When we come to Christianity, God doesn’t ask anything from us, but says, “I will give you what you need.” So that which we get from God, comes from a source higher than ourselves, and necessarily rises to the source from whence it comes; but the law came from God, and came to say to man, “Come up here;” but it was not giving anything to man. Evil was in his heart; lawlessness was there, and so instead of anything to come from man to God, it only proved his inability.
In Christianity, it is just the opposite. God has come, in love to us, and that love has flowed from the heart of God into our hearts, and we love Him because He first loved us; not because He told us in the commandments to “love the Lord thy God with all thy heart.” That never produced love in man.
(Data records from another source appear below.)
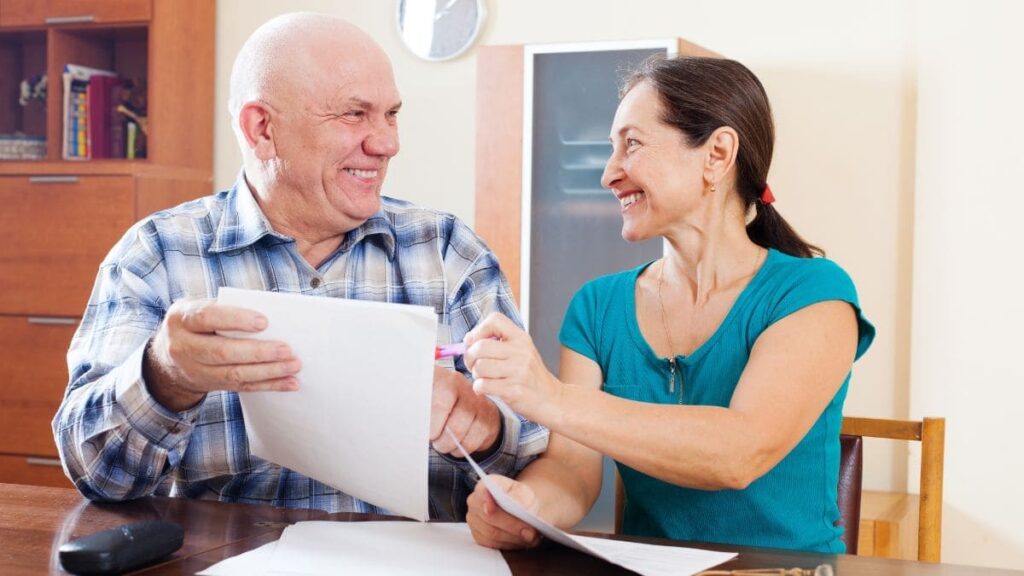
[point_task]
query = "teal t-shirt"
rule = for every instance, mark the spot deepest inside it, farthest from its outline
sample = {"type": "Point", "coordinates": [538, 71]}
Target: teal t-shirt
{"type": "Point", "coordinates": [794, 504]}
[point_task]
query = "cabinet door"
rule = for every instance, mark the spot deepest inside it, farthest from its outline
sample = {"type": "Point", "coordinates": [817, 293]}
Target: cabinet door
{"type": "Point", "coordinates": [22, 12]}
{"type": "Point", "coordinates": [32, 470]}
{"type": "Point", "coordinates": [33, 378]}
{"type": "Point", "coordinates": [36, 12]}
{"type": "Point", "coordinates": [54, 231]}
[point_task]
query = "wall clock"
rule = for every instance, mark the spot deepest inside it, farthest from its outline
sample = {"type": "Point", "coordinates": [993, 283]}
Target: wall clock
{"type": "Point", "coordinates": [439, 30]}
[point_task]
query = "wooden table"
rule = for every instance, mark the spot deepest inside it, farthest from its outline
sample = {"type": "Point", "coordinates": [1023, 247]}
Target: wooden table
{"type": "Point", "coordinates": [35, 521]}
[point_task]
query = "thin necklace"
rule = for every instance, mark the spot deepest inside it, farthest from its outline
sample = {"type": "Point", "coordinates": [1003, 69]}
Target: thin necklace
{"type": "Point", "coordinates": [668, 336]}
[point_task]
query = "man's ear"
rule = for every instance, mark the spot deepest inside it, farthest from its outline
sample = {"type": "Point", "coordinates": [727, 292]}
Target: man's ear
{"type": "Point", "coordinates": [254, 121]}
{"type": "Point", "coordinates": [722, 147]}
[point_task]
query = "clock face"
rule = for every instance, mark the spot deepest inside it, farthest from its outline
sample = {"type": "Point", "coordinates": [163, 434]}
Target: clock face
{"type": "Point", "coordinates": [438, 30]}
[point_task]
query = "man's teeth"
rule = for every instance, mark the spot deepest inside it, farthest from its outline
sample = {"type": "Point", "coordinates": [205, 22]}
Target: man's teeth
{"type": "Point", "coordinates": [361, 173]}
{"type": "Point", "coordinates": [628, 200]}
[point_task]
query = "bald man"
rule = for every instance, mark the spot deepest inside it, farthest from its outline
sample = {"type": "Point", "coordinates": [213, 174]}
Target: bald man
{"type": "Point", "coordinates": [152, 406]}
Now, He says, “I will come out and give you the love.” Would it do for the apostle to allow these teachers to come in and rob these Christians? Where is the strength for those who are the Lord’s, if not in the knowledge that God has come out to us? May we drink in afresh of what He has done, and thus overflow in praise and thanksgiving.
So he can say, “We are the circumcision.” Was that how they were worshipping, with ceremonies? No, that couldn’t be. God has sent forth His Spirit into our hearts whereby we cry, “Abba Father.” What does that mean? I know there are not many Christians today that are understanding the blessed privilege which is ours to be able to say, “Abba Father.” You hear them saying; “Our Father which art in heaven,” etc. A Jewish prayer, God at a distance, they down here; but one now, in the Spirit, brought right into the very Presence of God, and as in His presence, is able to say, “Abba Father.”
May we, while knowing this truth before, take it afresh into our souls, and rejoice in the abundance of grace that has put us into this position, we who are no better than those who were at a distance. It is a place of nearness. Therefore, by the Spirit we can worship God.
Could they, in the Old Testament times, have been rejoicing in Christ Jesus? Had the fullness of the heart of God been told out? No, the law was given by Moses, but grace and truth came by Jesus Christ. Who shall we rejoice in? Christ Jesus. In whose name shall I present my prayers? In the name of the Lord Jesus? We worship God in His presence, and rejoice in Christ Jesus. This is something new. That is, I mean, in contrast to Judaism. These saints needed to be warned in regard to that. They were separate from the world.